El reverendo hizo comparecer a Mónica y le transmitió la propuesta: habría turnos. Damián le guiñó complacido, porque era lo absolutamente lógico.

—Duerman una siesta en el hotel y luego vengan a cenar en la granja. El chofer de la limusina conoce el camino y los pasará a buscar. Ahora me quedaré yo.

Mónica se resistió, pero entre los dos hombres lograron llevarla hacia el exterior del hospital.

—Después de la cena vuelvo —se resistió Mónica—. Voy a quedarme a su lado toda la noche.

—El Señor aprecia tu abnegación —pontificó el reverendo—. Pero no olvides que el mejor control y cuidado lo realizan los médicos. Y ellos piden que nuestra preocupación no dañe su trabajo. El Señor nos ha bendecido con algunas ramas de la ciencia, y no debemos ponerle piedras. Zapatero, a tus zapatos.

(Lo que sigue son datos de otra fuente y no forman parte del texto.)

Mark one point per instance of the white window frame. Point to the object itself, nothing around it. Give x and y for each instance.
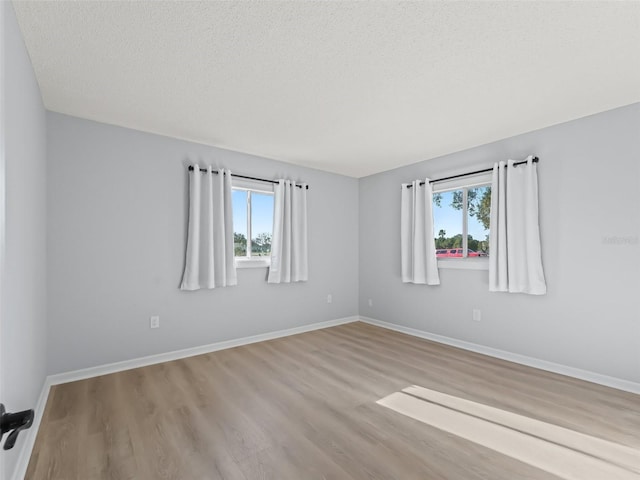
(258, 187)
(464, 183)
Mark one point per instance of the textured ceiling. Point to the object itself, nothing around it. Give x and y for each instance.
(348, 87)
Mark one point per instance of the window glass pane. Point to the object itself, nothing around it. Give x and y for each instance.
(239, 206)
(261, 223)
(479, 214)
(447, 222)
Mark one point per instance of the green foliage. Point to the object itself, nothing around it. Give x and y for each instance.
(478, 203)
(261, 245)
(239, 245)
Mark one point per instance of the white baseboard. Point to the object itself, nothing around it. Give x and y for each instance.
(189, 352)
(593, 377)
(28, 437)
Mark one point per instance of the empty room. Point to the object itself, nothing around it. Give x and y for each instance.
(300, 240)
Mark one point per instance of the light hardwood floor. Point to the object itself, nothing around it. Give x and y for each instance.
(303, 408)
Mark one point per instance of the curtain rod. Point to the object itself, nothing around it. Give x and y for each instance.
(486, 170)
(204, 170)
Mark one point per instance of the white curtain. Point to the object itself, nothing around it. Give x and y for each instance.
(209, 259)
(417, 243)
(515, 261)
(289, 243)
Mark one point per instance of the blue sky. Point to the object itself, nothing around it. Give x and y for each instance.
(262, 213)
(444, 217)
(450, 220)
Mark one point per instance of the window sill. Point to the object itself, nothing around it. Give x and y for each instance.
(262, 262)
(464, 263)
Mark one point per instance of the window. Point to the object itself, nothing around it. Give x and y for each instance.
(252, 223)
(461, 217)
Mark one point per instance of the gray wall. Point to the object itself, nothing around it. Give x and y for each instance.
(589, 182)
(117, 226)
(23, 315)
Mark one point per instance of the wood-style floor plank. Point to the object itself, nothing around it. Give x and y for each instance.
(303, 408)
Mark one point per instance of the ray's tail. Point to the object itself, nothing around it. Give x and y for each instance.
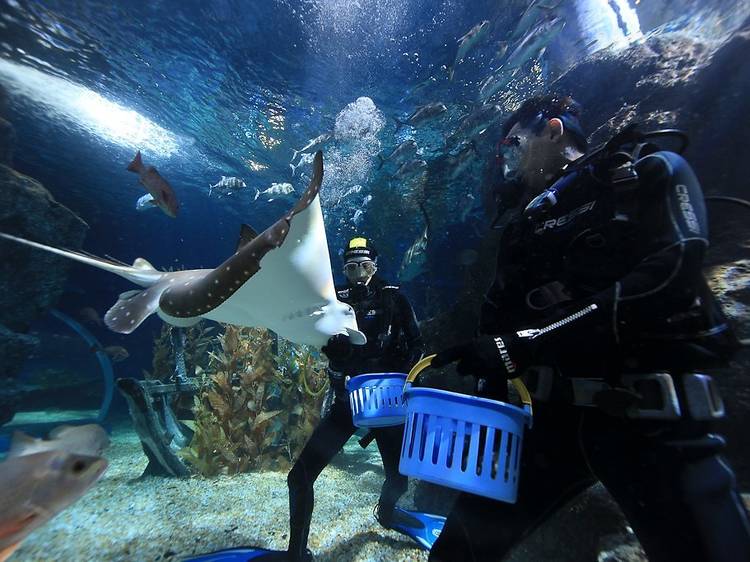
(141, 272)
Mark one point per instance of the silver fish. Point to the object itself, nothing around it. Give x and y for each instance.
(162, 192)
(304, 159)
(536, 11)
(466, 43)
(477, 121)
(494, 83)
(415, 258)
(227, 183)
(276, 190)
(465, 158)
(410, 168)
(429, 81)
(313, 145)
(423, 114)
(145, 203)
(406, 149)
(36, 487)
(89, 439)
(536, 40)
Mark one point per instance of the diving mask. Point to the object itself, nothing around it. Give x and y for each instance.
(366, 267)
(510, 151)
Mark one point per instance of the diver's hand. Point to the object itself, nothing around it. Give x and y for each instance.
(338, 347)
(504, 356)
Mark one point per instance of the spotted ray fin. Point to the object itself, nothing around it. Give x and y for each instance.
(133, 307)
(247, 234)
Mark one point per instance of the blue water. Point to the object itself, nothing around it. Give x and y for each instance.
(232, 88)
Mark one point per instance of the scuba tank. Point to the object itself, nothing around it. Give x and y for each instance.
(616, 157)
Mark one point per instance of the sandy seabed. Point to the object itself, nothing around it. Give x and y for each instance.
(124, 518)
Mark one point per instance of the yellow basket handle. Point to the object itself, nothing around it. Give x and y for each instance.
(425, 362)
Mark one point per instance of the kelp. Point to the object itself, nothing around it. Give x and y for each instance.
(259, 402)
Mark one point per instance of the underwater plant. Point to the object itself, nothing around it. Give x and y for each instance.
(198, 339)
(259, 402)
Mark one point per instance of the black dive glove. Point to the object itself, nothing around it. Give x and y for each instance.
(504, 356)
(338, 347)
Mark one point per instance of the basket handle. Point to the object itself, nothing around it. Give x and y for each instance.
(425, 362)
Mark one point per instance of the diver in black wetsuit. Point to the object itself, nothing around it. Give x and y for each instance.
(393, 345)
(600, 304)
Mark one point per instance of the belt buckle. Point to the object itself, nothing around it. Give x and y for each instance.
(584, 390)
(668, 405)
(702, 396)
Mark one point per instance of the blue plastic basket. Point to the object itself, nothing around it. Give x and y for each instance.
(377, 399)
(464, 442)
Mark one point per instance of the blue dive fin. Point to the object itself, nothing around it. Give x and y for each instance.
(424, 528)
(242, 554)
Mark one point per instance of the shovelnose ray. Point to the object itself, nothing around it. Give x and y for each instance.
(280, 279)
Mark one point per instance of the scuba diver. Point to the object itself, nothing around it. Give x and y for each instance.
(394, 344)
(599, 302)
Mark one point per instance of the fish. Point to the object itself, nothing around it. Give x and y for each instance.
(496, 82)
(89, 439)
(422, 115)
(537, 10)
(157, 186)
(276, 190)
(475, 123)
(467, 257)
(410, 168)
(90, 316)
(116, 353)
(227, 183)
(466, 204)
(351, 191)
(280, 280)
(536, 40)
(145, 202)
(465, 158)
(35, 488)
(429, 81)
(313, 145)
(466, 43)
(304, 159)
(501, 50)
(406, 149)
(415, 257)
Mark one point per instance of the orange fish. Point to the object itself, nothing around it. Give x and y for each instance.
(157, 186)
(34, 488)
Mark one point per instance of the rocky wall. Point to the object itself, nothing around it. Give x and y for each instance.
(30, 281)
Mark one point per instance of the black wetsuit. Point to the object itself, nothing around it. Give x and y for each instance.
(393, 345)
(633, 250)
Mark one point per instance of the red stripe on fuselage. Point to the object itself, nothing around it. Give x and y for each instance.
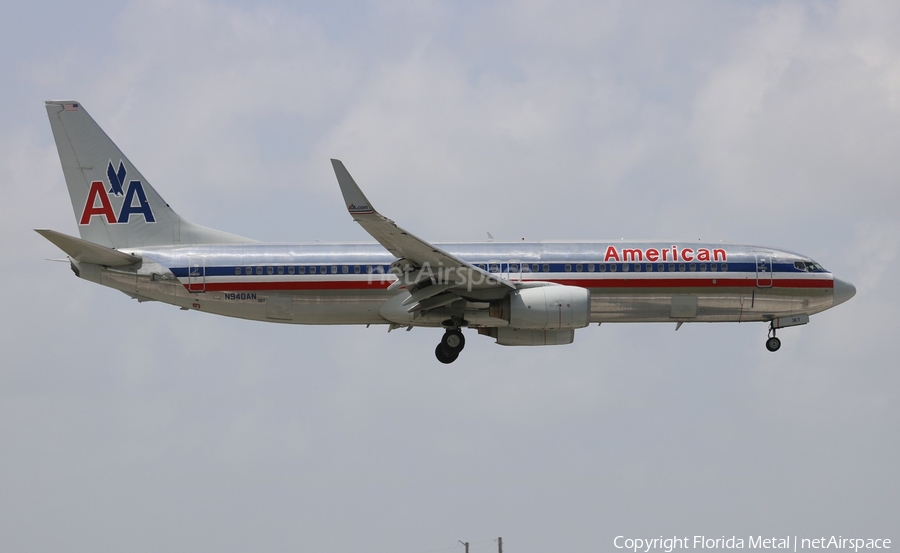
(749, 282)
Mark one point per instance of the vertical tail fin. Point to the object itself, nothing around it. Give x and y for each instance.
(114, 204)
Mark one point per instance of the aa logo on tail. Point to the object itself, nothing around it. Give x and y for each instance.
(98, 202)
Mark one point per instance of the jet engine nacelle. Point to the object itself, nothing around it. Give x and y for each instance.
(550, 307)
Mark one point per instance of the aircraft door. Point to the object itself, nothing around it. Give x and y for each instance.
(512, 270)
(197, 274)
(763, 269)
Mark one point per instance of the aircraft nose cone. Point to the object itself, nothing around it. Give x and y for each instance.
(843, 291)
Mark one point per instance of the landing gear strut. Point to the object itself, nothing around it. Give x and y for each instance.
(451, 344)
(773, 343)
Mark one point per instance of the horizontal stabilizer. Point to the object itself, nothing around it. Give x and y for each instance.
(88, 252)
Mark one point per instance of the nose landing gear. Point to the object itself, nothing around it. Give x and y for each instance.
(452, 343)
(773, 343)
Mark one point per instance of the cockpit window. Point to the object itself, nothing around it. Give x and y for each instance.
(808, 266)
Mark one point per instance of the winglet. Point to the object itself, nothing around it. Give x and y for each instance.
(357, 203)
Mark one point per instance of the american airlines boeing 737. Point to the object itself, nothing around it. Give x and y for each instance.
(519, 294)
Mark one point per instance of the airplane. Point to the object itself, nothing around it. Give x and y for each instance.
(525, 293)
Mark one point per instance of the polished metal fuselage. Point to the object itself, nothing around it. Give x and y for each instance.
(347, 283)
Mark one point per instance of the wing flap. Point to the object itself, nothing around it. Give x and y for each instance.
(405, 245)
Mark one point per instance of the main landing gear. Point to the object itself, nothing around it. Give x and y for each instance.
(451, 344)
(773, 343)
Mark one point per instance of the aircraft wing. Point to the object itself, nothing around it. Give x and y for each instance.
(88, 252)
(418, 254)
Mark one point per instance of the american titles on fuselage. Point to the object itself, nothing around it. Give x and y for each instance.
(665, 254)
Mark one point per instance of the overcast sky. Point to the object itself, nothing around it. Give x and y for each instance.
(139, 427)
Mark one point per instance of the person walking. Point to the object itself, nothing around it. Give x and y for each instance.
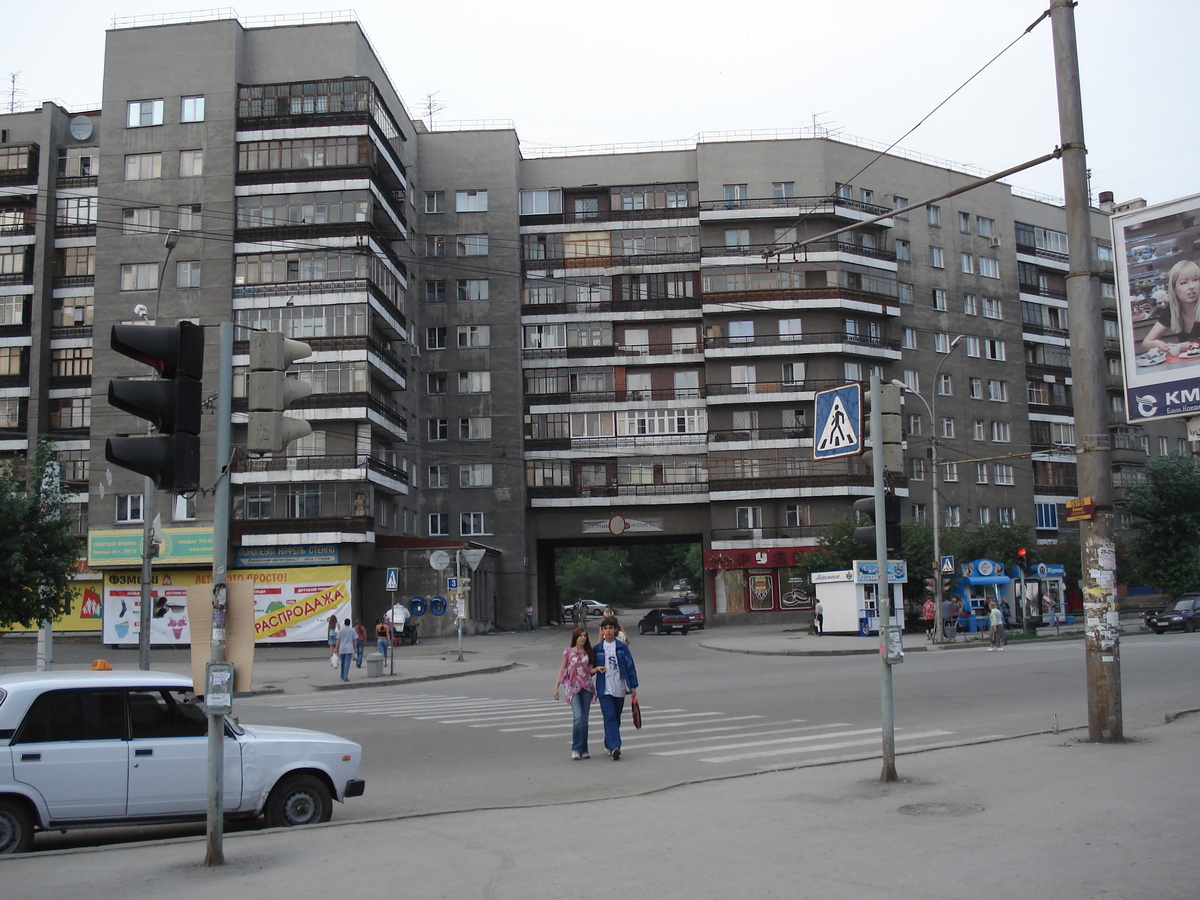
(360, 642)
(617, 677)
(575, 675)
(997, 627)
(346, 641)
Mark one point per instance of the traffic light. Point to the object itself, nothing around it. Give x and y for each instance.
(891, 521)
(271, 391)
(172, 403)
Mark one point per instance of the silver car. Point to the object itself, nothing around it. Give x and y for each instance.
(100, 748)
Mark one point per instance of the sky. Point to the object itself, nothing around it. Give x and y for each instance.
(585, 73)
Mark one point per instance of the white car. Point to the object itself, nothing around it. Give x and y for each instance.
(102, 748)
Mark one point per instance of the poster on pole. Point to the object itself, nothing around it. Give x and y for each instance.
(1157, 263)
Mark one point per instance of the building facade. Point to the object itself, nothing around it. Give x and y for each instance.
(519, 353)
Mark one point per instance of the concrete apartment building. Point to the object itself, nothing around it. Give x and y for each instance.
(515, 353)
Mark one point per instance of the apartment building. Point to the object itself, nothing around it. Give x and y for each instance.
(519, 352)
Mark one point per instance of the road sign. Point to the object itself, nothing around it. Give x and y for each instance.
(839, 430)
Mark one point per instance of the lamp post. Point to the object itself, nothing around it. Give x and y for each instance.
(936, 474)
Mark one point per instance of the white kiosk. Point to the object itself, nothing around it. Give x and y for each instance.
(849, 598)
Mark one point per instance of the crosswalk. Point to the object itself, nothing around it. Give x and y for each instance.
(709, 736)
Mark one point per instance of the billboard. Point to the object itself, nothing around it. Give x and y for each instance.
(1157, 256)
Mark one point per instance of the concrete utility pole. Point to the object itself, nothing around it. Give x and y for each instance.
(1093, 451)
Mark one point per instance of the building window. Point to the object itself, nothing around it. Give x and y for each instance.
(187, 274)
(141, 113)
(191, 109)
(129, 508)
(139, 167)
(471, 523)
(472, 245)
(138, 221)
(473, 289)
(139, 276)
(471, 202)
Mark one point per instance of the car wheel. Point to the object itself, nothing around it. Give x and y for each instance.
(299, 799)
(16, 828)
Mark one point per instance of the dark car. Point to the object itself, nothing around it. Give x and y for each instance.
(664, 621)
(693, 611)
(1185, 615)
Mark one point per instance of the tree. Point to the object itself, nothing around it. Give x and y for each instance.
(36, 544)
(1165, 549)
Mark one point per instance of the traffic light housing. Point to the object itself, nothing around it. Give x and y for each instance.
(271, 391)
(891, 521)
(172, 403)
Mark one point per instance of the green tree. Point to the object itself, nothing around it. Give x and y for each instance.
(1165, 549)
(36, 545)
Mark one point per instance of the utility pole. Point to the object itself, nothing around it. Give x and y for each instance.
(1093, 451)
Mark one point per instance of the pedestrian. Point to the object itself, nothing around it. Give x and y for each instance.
(346, 639)
(575, 675)
(360, 642)
(383, 636)
(997, 627)
(617, 677)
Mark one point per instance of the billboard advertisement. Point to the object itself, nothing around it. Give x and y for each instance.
(1157, 256)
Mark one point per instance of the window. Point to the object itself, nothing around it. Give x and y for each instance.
(191, 163)
(139, 167)
(137, 221)
(141, 113)
(129, 508)
(474, 382)
(748, 517)
(473, 289)
(475, 475)
(471, 202)
(191, 109)
(139, 276)
(187, 274)
(474, 335)
(472, 245)
(474, 523)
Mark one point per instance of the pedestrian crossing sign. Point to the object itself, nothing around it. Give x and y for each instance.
(839, 427)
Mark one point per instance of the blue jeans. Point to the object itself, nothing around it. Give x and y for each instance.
(581, 705)
(610, 708)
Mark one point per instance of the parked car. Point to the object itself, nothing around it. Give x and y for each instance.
(693, 611)
(1183, 615)
(664, 621)
(106, 748)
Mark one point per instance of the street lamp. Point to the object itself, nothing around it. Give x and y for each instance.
(937, 499)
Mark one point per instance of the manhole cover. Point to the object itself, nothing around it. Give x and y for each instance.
(941, 809)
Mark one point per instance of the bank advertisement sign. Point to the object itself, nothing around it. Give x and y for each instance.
(1157, 261)
(291, 605)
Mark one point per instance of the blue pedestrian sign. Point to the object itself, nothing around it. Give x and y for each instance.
(839, 430)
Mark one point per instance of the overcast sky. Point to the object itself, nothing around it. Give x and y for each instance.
(634, 71)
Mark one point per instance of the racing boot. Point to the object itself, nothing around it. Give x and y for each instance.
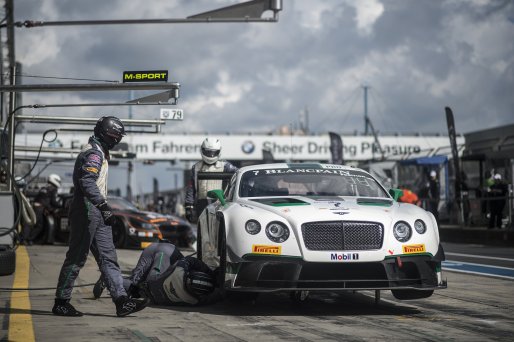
(125, 305)
(99, 287)
(62, 307)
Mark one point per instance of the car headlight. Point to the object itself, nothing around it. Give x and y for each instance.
(402, 231)
(420, 226)
(277, 232)
(252, 227)
(141, 224)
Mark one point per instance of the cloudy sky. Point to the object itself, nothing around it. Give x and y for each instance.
(416, 56)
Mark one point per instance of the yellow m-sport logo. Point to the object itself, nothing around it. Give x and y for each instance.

Damián le tendió la mano con alivio: ese hombre por lo menos simulaba sensatez. Pero debía mantenerse alerta: reunía una extraña combinación de paranoia mística y psicopatía seductora. Era, además, el tío de su amada.

El Marriott contaba con un salón de gimnasia y una piscina con jacuzzi. Damián propuso hacer una hora de ejercicios físicos para descargar las tensiones de los últimos dos días. Mónica, sin embargo, eligió ir a descansar un rato en la habitación.

—Tenemos dos cuartos hermosos, pero vamos a dormir juntos —le recordó Damián mientras se besaban—. Te harán bien mis abrazos.

Luego de los ejercicios y una ducha, Damián se encerró. Extrajo su laptop del estuche de tela acolchada, la conectó a la línea de teléfono y empezó a navegar por Internet. Mientras permanecía en el gimnasio contrayendo músculos se había dado cuenta de que antes de ingresar en el rancho de Bill Hughes necesitaba proveerse de información más precisa.

A las seis de la tarde bajaron al vestíbulo, donde se entretuvieron ante las carteleras de ofertas turísticas en el estado de Texas. Puntualmente arribó la limusina y el quebradizo Aby Smith los invitó a subir. Apenas arrancaron, Mónica exigió pasar de nuevo por terapia intensiva antes de ir al rancho. Aby transmitió el pedido al conductor. En el hospital fueron directamente a la sala donde yacía Dorothy y encontraron a un hombre de monstruosa cabeza llamado Pinjás. Tenía rasgos abultados, cicatrices en la cara y un pelo duro y levemente encanecido que aplastaba con fijador. El hombre casi se cuadró al ver a Mónica.